Neal’s 59th Birthday

Neal on his 59th birthday
Neal on his 59th birthday

Neal turns 59 this coming Friday.  Mark, Harriet, Susan and Richard had lunch with him at Tao’s, an oriental restaurant in East Longmeadow.  Neal had his favorite food for lunch, lobster, and after lunch, cards and chocolates.  Happy birthday Neal!

Neal, Harriet, Mark and Susan squinting in the sunlight
Neal, Harriet, Mark and Susan squinting in the sunlight

Our website has been renovated!

The software running our old website was installed in 2009 and was becoming difficult to maintain.  For a variety of reasons it could not be updated to a newer version.  Our web hosting service warned me that it was at significant risk for malware and that we needed to fix it soon.  I copied all of the content from the old website and removed the old software, then installed WordPress.  I have been using WordPress on all of my other websites and it is easy to use, maintain and update.  I have finally finished migrating most of the website’s old material to our new setup.

I have known for a while that I would need to completely redo the website and so I am well behind on postings.  I will continue to fine tune the website and will be catching up on postings for a while.  Come back soon to see the new content!

RV Museum, Elkhart, Indiana

Susan at the RV Museum
Susan at the RV Museum

Susan and I have been involved with RV’s for over 10 years.  How could we drive by Elkhart, Indiana and not visit the RV Museum (aka the RV/MH Hall of Fame).  There were a lot of old and unique motor homes and trailers there.  The oldest RV there was a combined Earl Trailer and Model T from 1913.  Many of the early trailers and motor homes were made by individuals and it wasn’t until the 1920’s that any kind of manufacturing got under way.
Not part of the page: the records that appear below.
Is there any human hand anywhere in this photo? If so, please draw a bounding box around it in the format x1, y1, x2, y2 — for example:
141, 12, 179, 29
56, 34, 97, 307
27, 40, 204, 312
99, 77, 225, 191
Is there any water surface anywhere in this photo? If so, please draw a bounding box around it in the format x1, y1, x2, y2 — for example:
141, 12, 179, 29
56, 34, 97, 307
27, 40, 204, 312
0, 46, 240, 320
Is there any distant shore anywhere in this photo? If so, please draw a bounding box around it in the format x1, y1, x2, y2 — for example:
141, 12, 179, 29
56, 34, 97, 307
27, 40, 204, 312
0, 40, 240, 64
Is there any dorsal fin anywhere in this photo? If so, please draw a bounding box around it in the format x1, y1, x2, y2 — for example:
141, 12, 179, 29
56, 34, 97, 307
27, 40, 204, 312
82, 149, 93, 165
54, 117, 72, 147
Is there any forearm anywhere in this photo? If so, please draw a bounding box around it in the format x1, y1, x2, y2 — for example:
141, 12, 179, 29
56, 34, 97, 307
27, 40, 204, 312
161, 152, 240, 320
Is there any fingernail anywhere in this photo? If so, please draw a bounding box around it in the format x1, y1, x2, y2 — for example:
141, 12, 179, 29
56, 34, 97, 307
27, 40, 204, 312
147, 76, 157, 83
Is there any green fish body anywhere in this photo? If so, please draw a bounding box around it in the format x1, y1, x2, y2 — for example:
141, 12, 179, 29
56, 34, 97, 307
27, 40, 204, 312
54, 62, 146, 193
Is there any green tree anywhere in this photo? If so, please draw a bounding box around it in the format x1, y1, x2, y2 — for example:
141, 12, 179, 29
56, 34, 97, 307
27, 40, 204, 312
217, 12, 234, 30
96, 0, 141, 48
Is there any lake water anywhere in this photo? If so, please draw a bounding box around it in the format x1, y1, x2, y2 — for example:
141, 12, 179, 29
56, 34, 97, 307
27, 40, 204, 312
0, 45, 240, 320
There were some really nifty motor homes and trailers.  There was one from the 1930’s that reminded me of Fuller’s Dymaxion car and one exceptionally elegant one that had a parlor. Even though there were some trailers from a early as the 1920’s that were comparably equipped to our motor home most were really just hard-sided tents that were only occasionally equipped with primitive kitchens.  Bathrooms didn’t become common until the mid-1960’s (agghh!) and air conditioners didn’t become common until the 1980’s.

For us it was a fascinating visit to a museum that in a large sense celebrates our lifestyle. We’d can only give it a C+ for handicap accessibility.  Although the museum floor and bathrooms were wheelchair accessible, none of the trailers and motor homes were and Susan had to rely almost entirely on my descriptions and comments to get an idea what the insides were like.